ABSTRACT Pancreatic islet transplantation offers long-term treatment for Type 1 diabetes, however the shortage of donors and the need for immunosuppressive drugs restrict its therapeutic utility. Islet-like organoids generated from human pluripotent stem cells (PSCs) are an attractive alternative. Moreover, given the increasing appreciation for the role of multi-cellular organization in the functional maturation and maintenance of organs, islet-like organoids have the potential for superior functionality compared to β cells alone. The goal of this project is to develop the next generation of human islet-like organoids (HILOs) from stem cells for efficient and immune evasive transplantation. The underlying hypothesis is that a combination of a novel 3D differentiation protocol, modulation of cell surface signaling, and anti-inflammation transcriptional machinery will enable HILOs to survive long-term and function in an immune competent environment in vivo. To achieve this goal, Aim 1 proposes to establish the long-term efficacy and safety profile of HILOs, of which the function has been validated extensively in vitro. Aim 2 proposes to develop immune-tolerant HILOs by engineering the expression of PD-L1 and demonstrating the efficacy in humanized immune-competent diabetic mice. To further extend protection of transplanted HILOs, Aim 3 proposes to apply pharmacological activation of vitamin D signaling to alleviate cytokine stress on transplanted HILOs. The goal is to determine whether the incorporation of these strategies to improve survival as well as minimize allo-rejection of transplanted HILOs will result in an unlimited supply of therapeutically viable engineered islets for treating diabetes.

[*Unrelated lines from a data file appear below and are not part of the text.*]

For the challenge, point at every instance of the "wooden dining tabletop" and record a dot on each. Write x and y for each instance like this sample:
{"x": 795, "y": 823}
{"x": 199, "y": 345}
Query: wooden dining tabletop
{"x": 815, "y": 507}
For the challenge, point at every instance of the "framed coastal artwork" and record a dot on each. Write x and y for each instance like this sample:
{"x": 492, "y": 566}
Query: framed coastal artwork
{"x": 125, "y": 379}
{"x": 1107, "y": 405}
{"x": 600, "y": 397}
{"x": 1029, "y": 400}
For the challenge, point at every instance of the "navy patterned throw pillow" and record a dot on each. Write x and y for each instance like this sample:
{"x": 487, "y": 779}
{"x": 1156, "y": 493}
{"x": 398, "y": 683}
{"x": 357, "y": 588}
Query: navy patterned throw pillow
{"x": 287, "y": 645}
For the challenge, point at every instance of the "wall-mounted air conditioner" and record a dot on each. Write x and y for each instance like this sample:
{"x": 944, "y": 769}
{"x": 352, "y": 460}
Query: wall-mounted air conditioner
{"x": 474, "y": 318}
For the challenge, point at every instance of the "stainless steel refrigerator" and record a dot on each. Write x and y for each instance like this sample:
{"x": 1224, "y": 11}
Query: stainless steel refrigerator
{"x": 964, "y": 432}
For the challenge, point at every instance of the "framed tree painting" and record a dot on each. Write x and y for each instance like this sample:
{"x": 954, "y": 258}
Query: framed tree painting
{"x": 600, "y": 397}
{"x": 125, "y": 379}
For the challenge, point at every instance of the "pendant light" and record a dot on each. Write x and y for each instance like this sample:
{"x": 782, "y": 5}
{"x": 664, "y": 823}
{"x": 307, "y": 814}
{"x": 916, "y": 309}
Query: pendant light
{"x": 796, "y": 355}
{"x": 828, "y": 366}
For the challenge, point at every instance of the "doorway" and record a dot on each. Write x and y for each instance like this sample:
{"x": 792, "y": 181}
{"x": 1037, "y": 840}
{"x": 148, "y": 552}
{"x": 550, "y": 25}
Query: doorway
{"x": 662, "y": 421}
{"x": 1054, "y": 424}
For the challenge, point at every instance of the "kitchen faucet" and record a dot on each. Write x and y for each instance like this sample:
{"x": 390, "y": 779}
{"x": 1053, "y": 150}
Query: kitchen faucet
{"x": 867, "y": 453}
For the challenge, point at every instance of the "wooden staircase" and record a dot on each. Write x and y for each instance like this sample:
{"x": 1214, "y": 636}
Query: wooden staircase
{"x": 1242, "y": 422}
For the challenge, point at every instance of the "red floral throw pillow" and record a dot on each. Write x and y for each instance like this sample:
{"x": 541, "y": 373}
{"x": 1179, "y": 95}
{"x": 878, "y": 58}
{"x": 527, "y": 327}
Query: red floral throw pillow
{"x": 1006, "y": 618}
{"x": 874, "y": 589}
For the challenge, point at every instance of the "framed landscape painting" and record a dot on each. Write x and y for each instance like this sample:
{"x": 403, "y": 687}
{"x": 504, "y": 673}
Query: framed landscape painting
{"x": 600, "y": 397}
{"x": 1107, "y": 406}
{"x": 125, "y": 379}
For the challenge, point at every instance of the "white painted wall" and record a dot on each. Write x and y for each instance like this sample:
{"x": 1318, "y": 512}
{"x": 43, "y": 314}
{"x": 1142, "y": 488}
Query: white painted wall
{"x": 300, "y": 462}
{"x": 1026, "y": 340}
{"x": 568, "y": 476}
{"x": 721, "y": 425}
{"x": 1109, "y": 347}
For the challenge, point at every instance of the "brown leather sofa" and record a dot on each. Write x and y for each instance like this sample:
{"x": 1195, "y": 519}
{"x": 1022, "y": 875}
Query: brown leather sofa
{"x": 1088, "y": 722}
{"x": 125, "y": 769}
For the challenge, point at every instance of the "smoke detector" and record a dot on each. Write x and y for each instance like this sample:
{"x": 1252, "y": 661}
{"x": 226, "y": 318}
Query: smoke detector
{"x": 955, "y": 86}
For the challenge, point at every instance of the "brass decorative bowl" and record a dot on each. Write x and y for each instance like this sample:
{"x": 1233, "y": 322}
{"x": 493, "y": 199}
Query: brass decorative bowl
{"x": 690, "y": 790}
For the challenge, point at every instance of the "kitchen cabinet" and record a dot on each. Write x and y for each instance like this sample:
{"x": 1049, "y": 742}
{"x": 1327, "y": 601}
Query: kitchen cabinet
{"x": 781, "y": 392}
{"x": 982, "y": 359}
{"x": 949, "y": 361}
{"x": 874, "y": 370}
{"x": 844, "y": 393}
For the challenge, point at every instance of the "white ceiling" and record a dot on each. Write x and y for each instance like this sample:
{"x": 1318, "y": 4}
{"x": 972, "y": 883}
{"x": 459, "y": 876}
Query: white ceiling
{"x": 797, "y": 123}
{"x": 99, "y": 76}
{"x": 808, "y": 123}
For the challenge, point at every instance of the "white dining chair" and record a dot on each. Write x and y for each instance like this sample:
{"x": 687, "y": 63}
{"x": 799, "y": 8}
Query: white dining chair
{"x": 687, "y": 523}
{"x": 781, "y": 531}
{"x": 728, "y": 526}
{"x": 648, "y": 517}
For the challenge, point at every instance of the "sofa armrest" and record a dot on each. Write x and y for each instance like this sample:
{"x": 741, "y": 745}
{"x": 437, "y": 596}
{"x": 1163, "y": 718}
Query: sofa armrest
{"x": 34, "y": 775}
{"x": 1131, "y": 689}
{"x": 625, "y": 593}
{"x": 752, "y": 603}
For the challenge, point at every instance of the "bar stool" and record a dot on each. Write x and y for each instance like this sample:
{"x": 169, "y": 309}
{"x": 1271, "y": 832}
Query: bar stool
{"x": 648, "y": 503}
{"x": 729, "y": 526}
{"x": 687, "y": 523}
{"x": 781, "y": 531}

摘要胰岛移植为1型糖尿病提供了长期治疗，但缺乏捐赠者和对免疫抑制药物的需求限制了其治疗效果。生成类胰岛器官来自人类的多能干细胞(PSCs)是一个有吸引力的选择。此外，鉴于不断增加的赞赏多细胞组织在器官功能成熟和维持中的作用，与单独的β细胞相比，类胰岛细胞具有更好的功能潜力。这样做的目的是该项目是从干细胞中开发下一代人类胰岛样类器官(HALO)，以实现高效和免疫逃逸移植。潜在的假设是，一种新的3D区分的组合协议，细胞表面信号的调制，以及抗炎转录机制将使 HALOS能够长期存活，并在体内具有免疫能力的环境中发挥作用。为了实现这一目标，目的1建议建立HALOS的长期疗效和安全性概况，其功能已被在体外得到了广泛的验证。目的2建议通过工程表达来培育免疫耐受的HALO 并在人源化免疫功能正常的糖尿病小鼠身上展示了其疗效。为了进一步扩展移植的HALOS的保护，Aim 3建议将维生素D信号的药理激活应用于减轻移植HALOS的细胞因子应激反应。我们的目标是确定是否将这些提高存活率和最大限度减少移植的异基因排斥反应的策略将导致无限的提供治疗上可行的用于治疗糖尿病的工程胰岛。